NITRO GLYCERINE EXPLOSION.

SEVERAL LIVES LOST.

  A terrible explosion occurred on Tuesday morning at the works of the National Explosives Company, near Hayle, Cornwall.

  The works consist of a number of detached buildings, covering a large area of ground, about two and a-half miles from Hayle. The work carried on there is the manufacture of nitro-glycerine for blasting, and about 600 hands are employed. The explosion occurred about a quarter to 11 o'clock, and caused the greatest alarm, not only at Hayle, but at St. Ives, which is four miles distant, and as far away as Penzance, eight miles distant. The effect at the latter place is described as like that of an earthquake. At Hayle great damage was done to property, and the air was filled with dense clouds of smoke and dust. It was ascertained that the explosion had occurred in the nitro-glycerine mixing department and that four men were killed. The men were working in buildings used for the mixing of the material. Two of these buildings, sixty yards apart, were blown to atoms, and the remains of the men were scattered in all directions.

  The explosion occurred in one of two huts in the danger area—it is impossible to say in which. In one of these, used for washing and filtering the nitro-glycerine, three men were employed and in the other, which was the precipitating house, there was one man only. The two buildings were connected by a conduit, which consisted of a leaden pipe sheathed in wood, which carried the material from the washing-house to the precipitating tanks. After the explosion, the material of which the houses had been constructed was strewn in fragments over an area of 400 yards, and with it were bits of clothing and portions of the bodies of the four men who had been in the buildings.

  The shock was severely felt in all the adjoining houses, and large numbers of the employees were flung about, cut, bruised, and otherwise injured and many of them on emerging from their huts presented a very disfigured appearance. Most of the injuries, however, were of a superficial character.
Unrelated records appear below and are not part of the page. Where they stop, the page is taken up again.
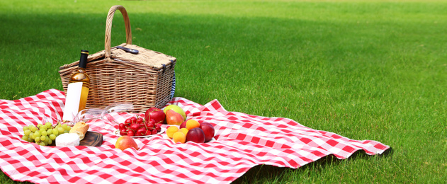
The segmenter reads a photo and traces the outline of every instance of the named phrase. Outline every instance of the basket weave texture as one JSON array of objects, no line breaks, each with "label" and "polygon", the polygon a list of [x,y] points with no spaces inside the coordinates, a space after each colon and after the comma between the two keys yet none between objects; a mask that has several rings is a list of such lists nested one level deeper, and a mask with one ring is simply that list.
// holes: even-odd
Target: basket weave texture
[{"label": "basket weave texture", "polygon": [[[120,44],[138,54],[111,48],[112,20],[116,10],[124,18],[126,42]],[[122,6],[111,8],[106,25],[105,50],[90,54],[86,72],[90,89],[86,108],[104,108],[114,103],[132,103],[135,112],[163,108],[171,100],[171,91],[176,59],[158,52],[132,45],[130,23]],[[59,73],[65,93],[72,74],[77,71],[79,61],[60,67]]]}]

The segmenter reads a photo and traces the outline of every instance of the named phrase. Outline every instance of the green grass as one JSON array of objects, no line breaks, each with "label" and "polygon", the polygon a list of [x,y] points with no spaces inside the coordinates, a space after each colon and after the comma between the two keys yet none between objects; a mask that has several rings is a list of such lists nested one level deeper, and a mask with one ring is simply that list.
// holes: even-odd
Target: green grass
[{"label": "green grass", "polygon": [[[134,44],[177,57],[176,96],[393,148],[235,183],[447,180],[447,2],[1,0],[0,99],[62,90],[59,67],[104,49],[115,4]],[[112,45],[125,41],[115,18]]]}]

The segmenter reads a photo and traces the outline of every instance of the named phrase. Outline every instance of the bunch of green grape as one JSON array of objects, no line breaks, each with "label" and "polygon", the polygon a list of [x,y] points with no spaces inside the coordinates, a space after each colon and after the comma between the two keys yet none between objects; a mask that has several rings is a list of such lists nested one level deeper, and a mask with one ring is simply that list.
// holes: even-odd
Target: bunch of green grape
[{"label": "bunch of green grape", "polygon": [[23,127],[22,139],[29,142],[35,142],[40,146],[47,146],[51,144],[56,139],[56,137],[68,133],[71,129],[72,127],[68,125],[61,125],[60,122],[55,127],[53,127],[51,122],[47,122],[45,125],[39,123],[37,127],[30,125]]}]

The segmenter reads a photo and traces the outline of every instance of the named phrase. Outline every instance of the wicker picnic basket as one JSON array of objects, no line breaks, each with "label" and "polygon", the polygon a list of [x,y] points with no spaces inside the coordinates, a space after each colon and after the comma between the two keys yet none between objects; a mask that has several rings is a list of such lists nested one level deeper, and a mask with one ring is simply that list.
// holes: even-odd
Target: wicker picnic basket
[{"label": "wicker picnic basket", "polygon": [[[116,10],[124,18],[126,42],[111,48],[112,21]],[[113,6],[107,16],[105,50],[90,54],[86,72],[90,89],[86,108],[104,108],[114,103],[132,103],[135,112],[163,108],[171,100],[175,86],[174,66],[171,56],[132,45],[132,33],[128,13],[122,6]],[[117,47],[118,47],[117,46]],[[137,54],[125,49],[135,50]],[[60,67],[59,73],[67,93],[69,79],[77,70],[79,61]],[[174,82],[173,84],[173,81]]]}]

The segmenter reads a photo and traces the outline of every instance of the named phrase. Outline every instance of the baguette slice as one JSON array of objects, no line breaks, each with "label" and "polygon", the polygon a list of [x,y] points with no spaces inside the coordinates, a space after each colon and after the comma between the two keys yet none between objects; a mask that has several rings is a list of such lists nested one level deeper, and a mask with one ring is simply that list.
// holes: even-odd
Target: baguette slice
[{"label": "baguette slice", "polygon": [[89,130],[89,124],[86,124],[85,122],[78,122],[70,130],[69,133],[77,134],[79,136],[79,140],[82,140],[87,130]]}]

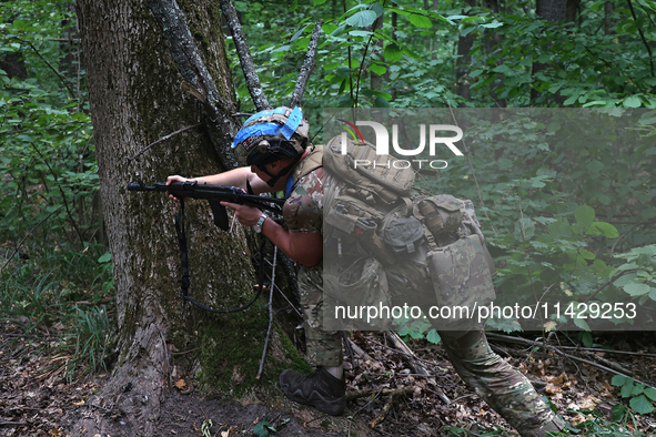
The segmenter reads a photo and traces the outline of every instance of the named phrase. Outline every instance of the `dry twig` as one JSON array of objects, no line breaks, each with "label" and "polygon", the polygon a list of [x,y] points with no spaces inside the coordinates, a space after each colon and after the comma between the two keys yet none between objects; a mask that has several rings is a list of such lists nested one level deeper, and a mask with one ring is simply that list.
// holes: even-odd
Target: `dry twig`
[{"label": "dry twig", "polygon": [[312,39],[307,44],[307,53],[305,54],[303,67],[301,67],[301,73],[299,74],[299,79],[296,79],[296,87],[294,88],[294,92],[292,93],[292,101],[290,103],[291,108],[297,106],[299,104],[301,104],[301,100],[303,100],[303,92],[305,91],[305,87],[307,85],[310,74],[314,69],[314,58],[316,57],[316,48],[319,47],[319,37],[321,35],[322,24],[323,19],[319,20],[319,22],[314,27],[314,30],[312,31]]}]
  The names of the killed are: Andrew Curnow, about forty-five, married: William Cliff, twenty, single: William Luzmore, twenty-eight, married, one child Simon Jory, twenty-seven, single. A ffth man, a Swede named Oscar Sjholm, was very severely injured an it is doubtful if he will recover.

  An extraordinary feature of the disaster is the damage done, at St. Ives. The great cloud of smoke was very plainly seen from the village, and the shock was even more severe than in the town of Hayle itself. Shop fronts and house windows fell into the streets, and the roads were covered with shattered glass, some of it plate-glass three-eighths of an inch thick. One woman who was carrying a baby was thrown off her feet, but not injured. In another place a portion of a house fell away, and an old woman either from fright or shock became unconscious, and remained so for some time. The fine old stained-glass window at the eastern end of the parish church was quite ruined. Windows were also broken at Penzance.